自然尿検体のPapanicolaou 染色標本の弱拡大写真(別冊No. 9A)と…
自然尿検体のPapanicolaou 染色標本の弱拡大写真(別冊No. 9A)と強拡大写真(別冊No. 9B)を別に示す。考えられるのはどれか。
- ⑴ 円柱上皮細胞円柱上皮細胞は核が小さく整い、細胞質が丈の高い形をとります。悪性を示す核の所見は認められません。
- ⑵ 尿路上皮細胞正常な尿路上皮細胞は核が円形で大きさもそろっており、クロマチンの増量や核形の不整は認めません。
- ⑶ デコイ細胞デコイ細胞はポリオーマウイルスの感染で生じ、核内にすりガラス状の封入体を認めます。癌細胞とは所見が異なります。
- ⑷ 尿路上皮癌細胞核の腫大、核と細胞質の比の増大、クロマチンの増量と不均一な分布、核形の不整がそろっており、尿路上皮癌の細胞と考えられます。
- ⑸ リンパ腫細胞リンパ腫細胞は細胞質に乏しい小型で孤立性の細胞として現れます。尿検体で問題になることは多くありません。

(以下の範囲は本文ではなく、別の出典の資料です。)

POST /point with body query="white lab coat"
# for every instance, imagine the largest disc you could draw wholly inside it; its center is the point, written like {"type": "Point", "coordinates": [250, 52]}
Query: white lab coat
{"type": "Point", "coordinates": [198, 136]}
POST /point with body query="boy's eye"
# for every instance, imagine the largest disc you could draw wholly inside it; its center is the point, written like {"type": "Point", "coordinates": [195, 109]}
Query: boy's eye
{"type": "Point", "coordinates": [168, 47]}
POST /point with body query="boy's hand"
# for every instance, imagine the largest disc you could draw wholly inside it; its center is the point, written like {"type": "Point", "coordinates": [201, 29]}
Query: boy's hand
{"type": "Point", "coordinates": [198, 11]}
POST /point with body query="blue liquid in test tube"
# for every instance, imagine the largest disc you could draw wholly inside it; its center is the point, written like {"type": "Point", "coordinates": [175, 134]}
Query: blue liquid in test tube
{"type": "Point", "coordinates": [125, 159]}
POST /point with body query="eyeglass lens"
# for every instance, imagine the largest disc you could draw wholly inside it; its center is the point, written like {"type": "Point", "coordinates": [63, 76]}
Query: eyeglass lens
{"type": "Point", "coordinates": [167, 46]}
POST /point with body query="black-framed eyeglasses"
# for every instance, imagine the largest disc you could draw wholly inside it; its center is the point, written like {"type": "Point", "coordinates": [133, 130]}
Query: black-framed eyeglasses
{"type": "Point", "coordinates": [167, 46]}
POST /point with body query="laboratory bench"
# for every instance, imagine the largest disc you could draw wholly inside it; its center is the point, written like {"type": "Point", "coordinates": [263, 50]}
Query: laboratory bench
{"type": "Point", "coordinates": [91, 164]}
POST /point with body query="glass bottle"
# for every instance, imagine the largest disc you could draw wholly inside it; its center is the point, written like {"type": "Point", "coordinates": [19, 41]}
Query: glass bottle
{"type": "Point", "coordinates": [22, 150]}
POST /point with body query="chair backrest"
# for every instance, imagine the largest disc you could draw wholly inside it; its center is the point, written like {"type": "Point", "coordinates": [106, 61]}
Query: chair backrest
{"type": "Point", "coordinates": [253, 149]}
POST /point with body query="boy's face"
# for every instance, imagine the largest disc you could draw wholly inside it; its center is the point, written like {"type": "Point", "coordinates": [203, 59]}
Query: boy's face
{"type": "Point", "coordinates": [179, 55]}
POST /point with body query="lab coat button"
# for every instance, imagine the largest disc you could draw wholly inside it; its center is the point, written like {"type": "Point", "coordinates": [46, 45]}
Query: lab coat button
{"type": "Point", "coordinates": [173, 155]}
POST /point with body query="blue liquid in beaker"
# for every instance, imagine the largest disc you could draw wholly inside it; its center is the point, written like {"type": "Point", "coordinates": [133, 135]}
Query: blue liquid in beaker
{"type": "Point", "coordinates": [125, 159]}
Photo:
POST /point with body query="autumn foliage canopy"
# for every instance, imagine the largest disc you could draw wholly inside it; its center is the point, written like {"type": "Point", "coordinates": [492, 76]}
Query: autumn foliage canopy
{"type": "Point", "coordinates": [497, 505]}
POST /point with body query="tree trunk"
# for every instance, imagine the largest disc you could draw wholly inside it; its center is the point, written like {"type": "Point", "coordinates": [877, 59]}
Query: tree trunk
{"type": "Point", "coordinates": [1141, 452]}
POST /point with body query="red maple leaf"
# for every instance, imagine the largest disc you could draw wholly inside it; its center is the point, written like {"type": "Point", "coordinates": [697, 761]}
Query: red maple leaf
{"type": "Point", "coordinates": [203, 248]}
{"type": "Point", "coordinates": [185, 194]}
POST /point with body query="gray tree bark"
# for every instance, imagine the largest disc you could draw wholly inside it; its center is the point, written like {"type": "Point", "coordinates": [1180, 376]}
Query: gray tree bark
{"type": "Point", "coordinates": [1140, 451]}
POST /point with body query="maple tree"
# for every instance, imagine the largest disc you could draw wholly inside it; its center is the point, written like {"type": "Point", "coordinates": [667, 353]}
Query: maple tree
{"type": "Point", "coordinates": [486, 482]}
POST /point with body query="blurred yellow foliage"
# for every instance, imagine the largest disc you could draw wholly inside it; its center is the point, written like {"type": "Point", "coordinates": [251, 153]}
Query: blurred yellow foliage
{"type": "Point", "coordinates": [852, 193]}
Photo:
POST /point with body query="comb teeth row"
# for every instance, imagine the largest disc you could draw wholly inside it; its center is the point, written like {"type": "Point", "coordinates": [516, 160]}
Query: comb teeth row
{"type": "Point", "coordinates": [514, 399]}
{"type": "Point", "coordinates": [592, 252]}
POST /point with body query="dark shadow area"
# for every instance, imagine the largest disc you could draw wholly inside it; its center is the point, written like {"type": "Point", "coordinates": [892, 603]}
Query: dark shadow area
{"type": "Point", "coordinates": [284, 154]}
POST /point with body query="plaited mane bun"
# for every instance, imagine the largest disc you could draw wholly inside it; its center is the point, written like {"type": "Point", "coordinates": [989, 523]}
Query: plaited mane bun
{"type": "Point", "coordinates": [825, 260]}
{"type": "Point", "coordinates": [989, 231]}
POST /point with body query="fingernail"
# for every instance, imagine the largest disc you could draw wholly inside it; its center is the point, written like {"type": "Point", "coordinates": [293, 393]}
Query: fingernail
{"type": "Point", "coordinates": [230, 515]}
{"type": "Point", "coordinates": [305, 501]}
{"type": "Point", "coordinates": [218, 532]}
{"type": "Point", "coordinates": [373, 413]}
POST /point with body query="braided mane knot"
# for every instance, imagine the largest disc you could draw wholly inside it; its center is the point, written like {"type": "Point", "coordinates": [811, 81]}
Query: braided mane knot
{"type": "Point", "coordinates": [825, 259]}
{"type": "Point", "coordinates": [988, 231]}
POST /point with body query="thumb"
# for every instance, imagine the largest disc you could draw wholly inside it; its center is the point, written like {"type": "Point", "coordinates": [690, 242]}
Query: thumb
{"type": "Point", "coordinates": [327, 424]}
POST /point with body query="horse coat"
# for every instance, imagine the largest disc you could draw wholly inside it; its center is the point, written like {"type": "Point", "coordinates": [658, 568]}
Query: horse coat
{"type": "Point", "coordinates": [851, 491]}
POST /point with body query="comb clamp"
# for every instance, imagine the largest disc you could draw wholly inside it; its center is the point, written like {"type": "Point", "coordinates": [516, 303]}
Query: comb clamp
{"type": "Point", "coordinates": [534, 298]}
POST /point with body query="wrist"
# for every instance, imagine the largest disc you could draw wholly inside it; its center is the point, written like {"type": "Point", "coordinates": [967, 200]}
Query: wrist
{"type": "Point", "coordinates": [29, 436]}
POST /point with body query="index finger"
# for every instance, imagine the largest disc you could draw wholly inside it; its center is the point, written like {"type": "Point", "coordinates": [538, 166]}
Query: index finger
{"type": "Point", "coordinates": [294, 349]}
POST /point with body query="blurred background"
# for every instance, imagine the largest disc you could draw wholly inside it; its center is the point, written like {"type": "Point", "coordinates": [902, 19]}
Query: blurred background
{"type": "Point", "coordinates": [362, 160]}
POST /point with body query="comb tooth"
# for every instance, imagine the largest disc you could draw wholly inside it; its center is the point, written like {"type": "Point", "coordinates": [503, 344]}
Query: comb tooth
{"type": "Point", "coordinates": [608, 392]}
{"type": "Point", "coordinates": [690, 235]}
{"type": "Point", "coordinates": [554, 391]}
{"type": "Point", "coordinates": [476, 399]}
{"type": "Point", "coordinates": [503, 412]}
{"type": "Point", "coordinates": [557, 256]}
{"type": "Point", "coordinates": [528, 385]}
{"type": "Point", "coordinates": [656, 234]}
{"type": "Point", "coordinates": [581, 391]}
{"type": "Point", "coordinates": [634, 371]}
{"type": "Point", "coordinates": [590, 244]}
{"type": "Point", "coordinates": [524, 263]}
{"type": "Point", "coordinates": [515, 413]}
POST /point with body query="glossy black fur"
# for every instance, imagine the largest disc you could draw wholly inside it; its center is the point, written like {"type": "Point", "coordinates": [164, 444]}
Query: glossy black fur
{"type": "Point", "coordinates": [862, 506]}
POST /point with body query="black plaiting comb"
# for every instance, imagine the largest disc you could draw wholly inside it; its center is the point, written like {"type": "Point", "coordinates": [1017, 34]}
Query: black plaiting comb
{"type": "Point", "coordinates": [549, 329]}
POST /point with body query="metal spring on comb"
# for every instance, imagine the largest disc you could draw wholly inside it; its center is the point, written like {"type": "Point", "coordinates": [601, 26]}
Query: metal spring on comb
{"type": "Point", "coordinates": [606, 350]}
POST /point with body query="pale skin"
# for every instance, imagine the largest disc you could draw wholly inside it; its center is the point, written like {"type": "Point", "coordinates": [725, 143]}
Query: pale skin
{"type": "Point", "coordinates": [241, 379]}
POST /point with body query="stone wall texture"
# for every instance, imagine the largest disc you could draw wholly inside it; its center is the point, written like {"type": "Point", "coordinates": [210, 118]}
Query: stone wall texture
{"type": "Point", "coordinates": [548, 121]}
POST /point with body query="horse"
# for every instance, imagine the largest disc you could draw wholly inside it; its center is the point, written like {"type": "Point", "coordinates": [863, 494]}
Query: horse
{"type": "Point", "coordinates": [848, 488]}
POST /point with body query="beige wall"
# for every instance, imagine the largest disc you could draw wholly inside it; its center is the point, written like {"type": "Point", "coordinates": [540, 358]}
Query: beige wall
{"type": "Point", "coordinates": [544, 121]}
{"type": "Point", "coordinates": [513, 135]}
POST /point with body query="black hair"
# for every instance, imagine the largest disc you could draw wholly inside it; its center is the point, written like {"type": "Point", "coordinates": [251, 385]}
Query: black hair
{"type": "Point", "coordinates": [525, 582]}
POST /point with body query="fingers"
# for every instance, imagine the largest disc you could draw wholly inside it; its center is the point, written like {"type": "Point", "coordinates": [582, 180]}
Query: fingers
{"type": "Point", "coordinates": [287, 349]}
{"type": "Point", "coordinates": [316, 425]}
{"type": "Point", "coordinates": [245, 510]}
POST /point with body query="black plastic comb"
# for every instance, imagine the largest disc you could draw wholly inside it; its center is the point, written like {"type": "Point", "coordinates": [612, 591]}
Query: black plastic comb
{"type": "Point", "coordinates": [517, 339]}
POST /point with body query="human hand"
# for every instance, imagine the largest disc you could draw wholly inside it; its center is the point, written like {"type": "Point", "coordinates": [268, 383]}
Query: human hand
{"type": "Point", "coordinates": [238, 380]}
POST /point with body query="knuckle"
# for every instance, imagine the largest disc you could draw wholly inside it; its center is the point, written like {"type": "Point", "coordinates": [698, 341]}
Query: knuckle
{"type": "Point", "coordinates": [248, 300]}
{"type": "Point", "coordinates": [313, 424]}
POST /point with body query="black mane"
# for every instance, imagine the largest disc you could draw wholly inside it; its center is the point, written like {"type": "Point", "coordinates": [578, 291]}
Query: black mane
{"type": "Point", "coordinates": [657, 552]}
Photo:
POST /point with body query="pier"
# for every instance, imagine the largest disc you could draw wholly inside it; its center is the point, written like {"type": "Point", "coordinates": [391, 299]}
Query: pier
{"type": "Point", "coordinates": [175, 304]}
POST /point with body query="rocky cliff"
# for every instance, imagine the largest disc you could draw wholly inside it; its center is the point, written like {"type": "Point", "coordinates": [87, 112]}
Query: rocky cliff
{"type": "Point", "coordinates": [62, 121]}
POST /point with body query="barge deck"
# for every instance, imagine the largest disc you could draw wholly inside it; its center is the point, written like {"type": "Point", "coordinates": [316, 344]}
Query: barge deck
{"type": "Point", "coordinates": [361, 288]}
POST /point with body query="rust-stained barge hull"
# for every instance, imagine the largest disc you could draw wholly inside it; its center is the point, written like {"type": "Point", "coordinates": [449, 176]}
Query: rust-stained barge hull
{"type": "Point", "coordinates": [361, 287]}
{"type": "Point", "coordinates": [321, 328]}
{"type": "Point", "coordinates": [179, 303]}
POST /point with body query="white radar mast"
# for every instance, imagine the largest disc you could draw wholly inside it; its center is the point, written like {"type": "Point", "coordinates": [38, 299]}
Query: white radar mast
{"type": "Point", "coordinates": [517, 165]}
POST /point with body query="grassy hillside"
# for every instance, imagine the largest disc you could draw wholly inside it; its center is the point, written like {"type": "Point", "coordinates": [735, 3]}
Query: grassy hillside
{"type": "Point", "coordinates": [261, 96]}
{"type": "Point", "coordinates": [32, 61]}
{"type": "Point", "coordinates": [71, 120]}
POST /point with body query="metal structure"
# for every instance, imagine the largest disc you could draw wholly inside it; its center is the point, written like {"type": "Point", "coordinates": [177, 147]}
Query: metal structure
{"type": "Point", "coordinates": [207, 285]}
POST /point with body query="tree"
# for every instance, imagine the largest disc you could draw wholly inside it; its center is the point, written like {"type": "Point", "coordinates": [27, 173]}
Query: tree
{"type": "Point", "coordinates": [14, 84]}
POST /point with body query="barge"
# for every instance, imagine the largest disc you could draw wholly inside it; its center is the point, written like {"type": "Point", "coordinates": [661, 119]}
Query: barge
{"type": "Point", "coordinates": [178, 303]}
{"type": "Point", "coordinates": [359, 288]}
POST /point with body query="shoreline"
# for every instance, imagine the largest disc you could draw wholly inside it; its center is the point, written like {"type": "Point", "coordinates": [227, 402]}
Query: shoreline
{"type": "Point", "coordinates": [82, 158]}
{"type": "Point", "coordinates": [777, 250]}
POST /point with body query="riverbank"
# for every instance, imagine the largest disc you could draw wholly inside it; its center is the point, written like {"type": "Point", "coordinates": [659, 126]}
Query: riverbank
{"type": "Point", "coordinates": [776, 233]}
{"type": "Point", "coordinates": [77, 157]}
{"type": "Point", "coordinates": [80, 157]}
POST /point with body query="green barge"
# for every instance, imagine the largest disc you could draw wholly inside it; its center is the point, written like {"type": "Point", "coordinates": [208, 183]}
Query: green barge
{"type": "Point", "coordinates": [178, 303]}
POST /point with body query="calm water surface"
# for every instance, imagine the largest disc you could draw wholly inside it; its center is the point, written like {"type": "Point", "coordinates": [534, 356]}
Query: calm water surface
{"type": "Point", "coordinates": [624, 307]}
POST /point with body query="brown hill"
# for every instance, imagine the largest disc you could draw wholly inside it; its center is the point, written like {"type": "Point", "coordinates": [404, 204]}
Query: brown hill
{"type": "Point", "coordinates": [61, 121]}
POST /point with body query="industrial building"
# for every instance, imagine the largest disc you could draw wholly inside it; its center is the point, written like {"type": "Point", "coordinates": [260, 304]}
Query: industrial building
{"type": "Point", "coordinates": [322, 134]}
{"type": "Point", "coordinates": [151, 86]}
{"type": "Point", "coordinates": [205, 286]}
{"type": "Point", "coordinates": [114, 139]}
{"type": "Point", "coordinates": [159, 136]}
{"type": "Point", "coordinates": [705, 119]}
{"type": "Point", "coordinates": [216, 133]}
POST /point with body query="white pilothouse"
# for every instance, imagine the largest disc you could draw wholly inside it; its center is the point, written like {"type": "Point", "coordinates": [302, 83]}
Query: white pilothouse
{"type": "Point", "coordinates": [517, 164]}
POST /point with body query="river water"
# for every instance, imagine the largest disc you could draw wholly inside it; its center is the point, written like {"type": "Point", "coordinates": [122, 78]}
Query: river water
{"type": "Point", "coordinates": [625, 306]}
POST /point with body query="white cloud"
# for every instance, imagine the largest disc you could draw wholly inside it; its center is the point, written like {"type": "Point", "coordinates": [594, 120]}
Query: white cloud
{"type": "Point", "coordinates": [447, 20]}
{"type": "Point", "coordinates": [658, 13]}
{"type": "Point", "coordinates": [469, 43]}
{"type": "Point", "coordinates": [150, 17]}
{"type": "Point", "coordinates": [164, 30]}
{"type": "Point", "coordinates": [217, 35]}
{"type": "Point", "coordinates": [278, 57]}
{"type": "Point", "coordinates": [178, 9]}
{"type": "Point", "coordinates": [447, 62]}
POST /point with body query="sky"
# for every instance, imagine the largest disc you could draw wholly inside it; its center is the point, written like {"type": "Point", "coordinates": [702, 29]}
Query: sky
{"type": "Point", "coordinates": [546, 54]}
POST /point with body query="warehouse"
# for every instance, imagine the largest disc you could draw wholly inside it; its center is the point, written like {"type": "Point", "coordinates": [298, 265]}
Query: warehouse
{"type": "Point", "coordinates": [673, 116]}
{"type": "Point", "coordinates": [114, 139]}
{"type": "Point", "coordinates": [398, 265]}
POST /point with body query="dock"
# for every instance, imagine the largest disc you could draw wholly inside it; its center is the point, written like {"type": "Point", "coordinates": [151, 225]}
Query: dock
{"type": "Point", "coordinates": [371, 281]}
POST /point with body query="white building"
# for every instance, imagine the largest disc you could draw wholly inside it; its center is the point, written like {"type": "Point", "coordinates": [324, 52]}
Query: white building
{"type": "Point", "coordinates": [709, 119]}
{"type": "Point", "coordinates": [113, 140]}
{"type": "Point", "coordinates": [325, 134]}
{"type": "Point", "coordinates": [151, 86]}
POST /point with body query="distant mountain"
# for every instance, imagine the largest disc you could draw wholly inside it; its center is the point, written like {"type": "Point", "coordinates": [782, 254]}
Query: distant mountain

この問題は別冊の図版(写真・標本・心電図など)を見て答えます。図版は転載していないため、下の出典のページから公式のPDFをご覧ください。解説だけでも所見の読み取り方が分かるように書いています。
解説
正解は⑷です。核の腫大、核と細胞質の比の増大、クロマチンの増量と分布の不均一、核形の不整といった悪性を示す所見がみられる細胞であり、自然尿という検体と合わせて尿路上皮癌の細胞と考えられます。正常な尿路上皮細胞や円柱上皮細胞では核は小さく整っており、こうした所見は認められません。デコイ細胞は核内にすりガラス状の封入体をもつ点で、癌細胞とは区別されます。